Tuesday, July 8, 2008
The Adversary's Plan
"And it must needs be that the devil should tempt the children of men, or they could not be agents unto themselves; for if they never should have bitter they could not know the sweet— "D&C 29:39
"In the day of prosperity be joyful, but in the day of adversity consider: God also hath set the one over against the other, to the end that man should find nothing after him." Ecclesiastes 7:14
Sunday, July 6, 2008
The Lord's Plan
After church we met at Great Gran's for afternoon dinner. At 94, she gets to choose the location of our gathering. Being that Rose, her ever present neighbor, is out of town, she can't drive herself, so we drive to her. The valley is so green this year and the weather has been so mild. We are all thankful that the combination has made growing conditions perfect. It seemed that as we celebrated Friday night, the relief could be felt throughout the crowd, and it makes the drive to Parker just gorgeous.

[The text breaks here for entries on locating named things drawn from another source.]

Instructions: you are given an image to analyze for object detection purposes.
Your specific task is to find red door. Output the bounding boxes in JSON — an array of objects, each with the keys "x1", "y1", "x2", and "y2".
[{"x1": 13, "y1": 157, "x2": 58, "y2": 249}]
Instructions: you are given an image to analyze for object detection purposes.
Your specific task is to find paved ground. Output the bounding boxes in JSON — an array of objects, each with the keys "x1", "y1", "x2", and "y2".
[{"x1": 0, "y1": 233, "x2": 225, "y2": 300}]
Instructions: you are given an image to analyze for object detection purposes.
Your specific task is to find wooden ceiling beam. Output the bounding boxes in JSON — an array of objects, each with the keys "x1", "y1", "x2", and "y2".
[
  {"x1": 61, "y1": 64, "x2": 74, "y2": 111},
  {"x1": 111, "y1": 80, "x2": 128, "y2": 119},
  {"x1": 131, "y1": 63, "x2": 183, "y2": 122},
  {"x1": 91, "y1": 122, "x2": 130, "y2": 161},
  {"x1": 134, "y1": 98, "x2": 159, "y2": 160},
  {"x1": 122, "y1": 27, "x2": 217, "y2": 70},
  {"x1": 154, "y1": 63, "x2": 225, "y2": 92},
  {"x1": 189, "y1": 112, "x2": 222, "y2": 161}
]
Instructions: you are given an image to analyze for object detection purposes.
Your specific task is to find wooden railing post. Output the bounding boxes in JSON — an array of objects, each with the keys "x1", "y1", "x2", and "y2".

We got into a heartfelt discussion about how lucky we all are, after dinner. Robert ask Gran what she was most grateful for at 94. In her spitfire fashion she said, "A whole lot, but most especially that I can still get to the bathroom in the morning." We all love Gran. You never wonder what she's thinking. She just says it out loud. But, after we all settled down she piped up again, "Robert," she said "today I'm grateful for the Lord's plan for me. And I'm glad it isn't your plan." Robert laughed and said that he didn't think he could be as insightful as the Lord. Gran looked at him and said, "No, Robert. What I mean is, your plan is different from my plan. And mine is different from Sarah's. In his wisdom, He's made each of us unique. And each of our earthly plans unique. He doesn't make mistakes, Robert." I patted her hand and said, "Gran, I wish He'd write them down for us." She chuckled and talked for a few more minutes and then we got into stories of growing up. But, I can't help thinking, my Great Gran is the smartest woman I know.
Sunday, June 29, 2008
Line Upon Line
A perfect plan. It's what we know that Lord has for us when we begin our journeys here on earth. But what brings us to our different places and circumstances? Given the opportunity to "choose", why are some of us gifted with a wealth of opportunity and good fortune, while others seem to be set into worlds of inequity?

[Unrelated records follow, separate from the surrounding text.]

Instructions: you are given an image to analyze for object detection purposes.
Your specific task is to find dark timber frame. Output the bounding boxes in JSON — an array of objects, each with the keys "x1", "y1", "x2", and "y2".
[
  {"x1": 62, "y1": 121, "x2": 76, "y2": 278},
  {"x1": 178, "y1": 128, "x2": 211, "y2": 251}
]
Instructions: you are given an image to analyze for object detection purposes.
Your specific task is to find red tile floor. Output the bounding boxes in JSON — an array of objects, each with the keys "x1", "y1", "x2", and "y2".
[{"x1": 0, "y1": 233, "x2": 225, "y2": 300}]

The human experience is a strange accumulation of what we are born with and what the world presents to us. It is what we do with all of this that determines many of our outcomes. Societies, cultures and family units provide us with schema that then determine our interpretations of reality. If you don't know what something is, can you miss it? If something or someone was never apart of you world, is your life 'lacking'?

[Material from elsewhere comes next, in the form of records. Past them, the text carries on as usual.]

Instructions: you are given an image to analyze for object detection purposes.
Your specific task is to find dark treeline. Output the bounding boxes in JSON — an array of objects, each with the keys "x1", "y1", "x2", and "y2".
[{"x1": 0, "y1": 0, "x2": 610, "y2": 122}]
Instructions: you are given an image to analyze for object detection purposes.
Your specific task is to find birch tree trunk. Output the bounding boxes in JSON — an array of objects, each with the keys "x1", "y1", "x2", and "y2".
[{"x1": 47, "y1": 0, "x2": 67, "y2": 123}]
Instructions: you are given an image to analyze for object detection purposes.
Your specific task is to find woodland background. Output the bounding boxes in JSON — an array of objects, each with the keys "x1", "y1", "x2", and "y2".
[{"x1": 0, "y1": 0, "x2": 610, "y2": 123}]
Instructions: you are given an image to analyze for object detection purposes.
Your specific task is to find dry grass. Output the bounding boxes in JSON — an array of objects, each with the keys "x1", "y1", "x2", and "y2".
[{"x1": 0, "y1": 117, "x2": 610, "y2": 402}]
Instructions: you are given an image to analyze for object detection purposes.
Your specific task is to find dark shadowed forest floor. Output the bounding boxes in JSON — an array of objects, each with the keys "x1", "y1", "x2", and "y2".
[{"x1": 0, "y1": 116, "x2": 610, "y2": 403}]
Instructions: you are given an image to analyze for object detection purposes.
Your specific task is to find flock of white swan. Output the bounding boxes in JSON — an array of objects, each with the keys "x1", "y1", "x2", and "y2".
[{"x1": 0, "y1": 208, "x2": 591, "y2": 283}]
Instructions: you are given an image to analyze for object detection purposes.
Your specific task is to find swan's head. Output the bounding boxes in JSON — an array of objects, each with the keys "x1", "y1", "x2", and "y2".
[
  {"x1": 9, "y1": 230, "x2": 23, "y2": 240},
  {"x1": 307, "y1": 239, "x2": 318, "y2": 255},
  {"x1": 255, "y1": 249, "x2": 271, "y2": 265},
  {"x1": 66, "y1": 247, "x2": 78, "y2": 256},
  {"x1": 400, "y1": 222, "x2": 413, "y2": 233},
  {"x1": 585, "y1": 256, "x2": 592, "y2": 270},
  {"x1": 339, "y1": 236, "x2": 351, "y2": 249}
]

It's been almost 20 years since I sat in wheel chair with the boy in that picture at my side. I sang the prophetic words in the song "Line Upon Line", with all my heart. But I had to grow up to understand what the words meant. Oh so true,
"Your problem is that, you want all the answers at once. Excuse the
example, but, Sir Galahad didn't find the Holy Grail in one
afternoon...
Line upon line, precept on precept
That is how He lifts us
That is how He teaches His children.
Line upon line, precept on precept
Like a summer shower
Giving us each hour His wisdom.
If we are patient we shall see
How the pieces fit together in harmony.
We'll know who we are in this big universe
And then we'll live with Him forever!
Line upon line, precept on precept
That is how He lifts us
That is how He teaches His children.
Line upon line, precept on precept
Like a summer shower
Giving us each hour His wisdom.
It's like, watching the stars
appear at night. First, just one little light
shines over there in the
western sky. And, then another, and another, until
finally...Well look for
yourself Jimmy. A whole, wonderful, blazing universe. And it began with just one
little star.I still have a problem with that patience thing.